Effective fine-grained RLHF for long-form QA
We compare fine-grained RLHF with the initial LM supervised fine-tuned on 1K examples before RL training (SFT), RLHF that uses human preference-based reward (Preference RLHF), and LM supervised fine-tuned on all training examples (SFT-Full). Human evaluation shows that fine-grained RLHF outperforms SFT and Preference RLHF on all three error types. Also, RLHF (preference-based and fine-grained) is particularly effective in reducing factual errors.
Customization of LM behaviors with multiple reward models
We claim that changing the weights of reward models during RL training can lead to different LM behaviors, which enables LM behavior customization. For example, we show in the paper that by changing the weight of the relevance (see C1 above) reward model and keeping the weight of the other two reward models fixed, we can customize how detailed and lengthy the LM responses would be.
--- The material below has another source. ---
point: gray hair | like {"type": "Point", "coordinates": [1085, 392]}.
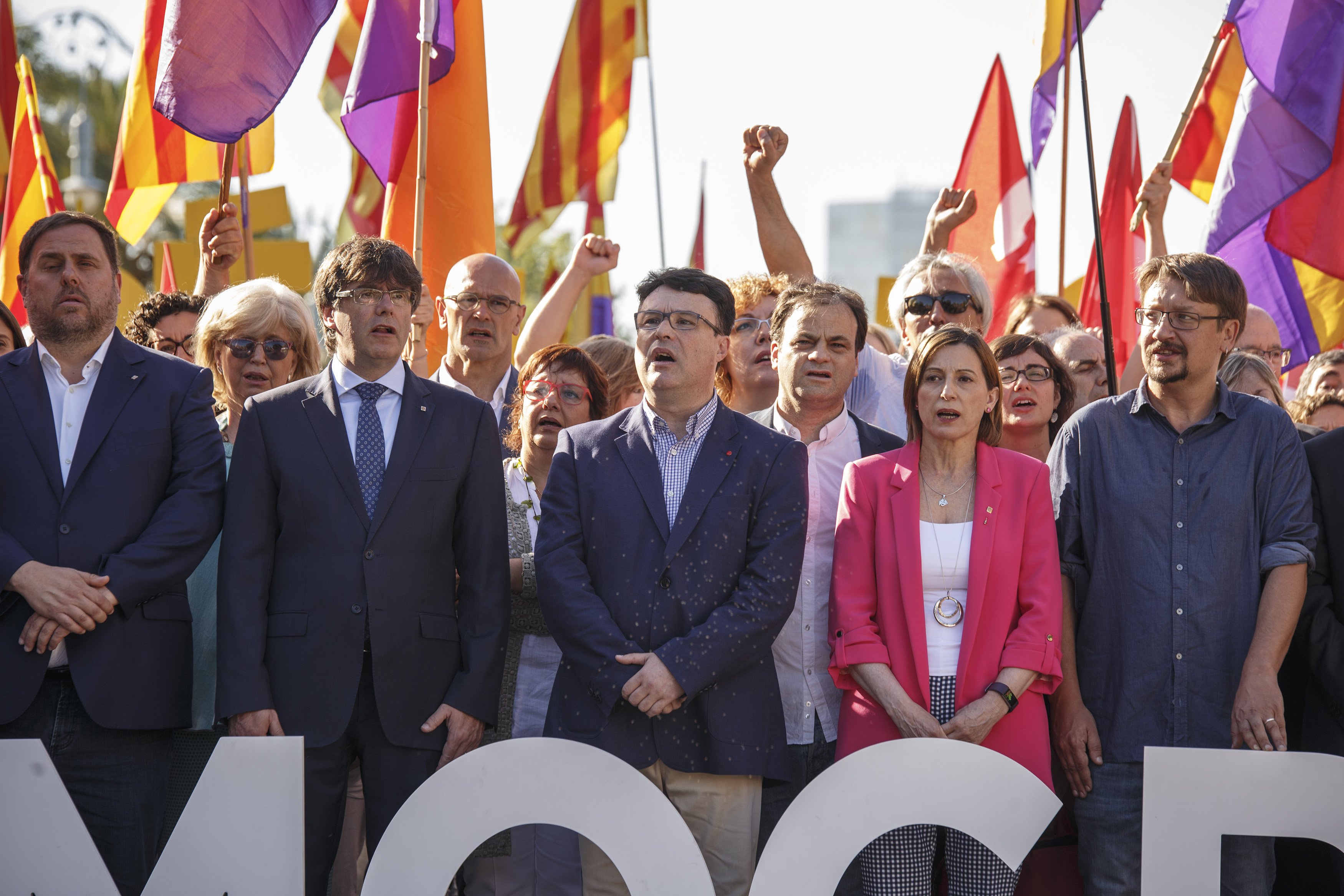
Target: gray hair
{"type": "Point", "coordinates": [963, 265]}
We also find that there is a trade-off between the three reward models. The relevance reward model prefers more concise responses, while the information completeness reward model prefers longer and more informative responses. Thus, these two rewards compete against each other during training and eventually reach a balance. Meanwhile, the factuality reward model continuously improves the factual correctness of the response. Finally, removing any one of the reward models will degrade the performance.
Between the lines
The fine-grained RLHF framework can be applied to any text generation task to enhance LM performance by offering more nuanced training rewards. It allows LMs to be trained against any reward models as desired. For example, future work involving fact-checking, sentiment classification, and toxicity detection, among others, can all be incorporated within this framework. As discussed above, fine-grained RLHF also allows LM behavior customization, which is a benefit particularly valuable for applications like educational tools where model personalization is crucial.
Interesting future work includes defining or designing a framework to obtain fine-grained rewards that can be generalized to various generation tasks. In addition, we carefully control the quality of annotated feedback, while in practice, end users of a deployed model don’t always give clean feedback. Therefore, how to extract effective learning signals from noisy human feedback or even natural language feedback in the wild still needs further investigation. Finally, the emerging capability of large language models to do self-reflection can potentially reduce feedback annotation costs by having models generate feedback for themselves.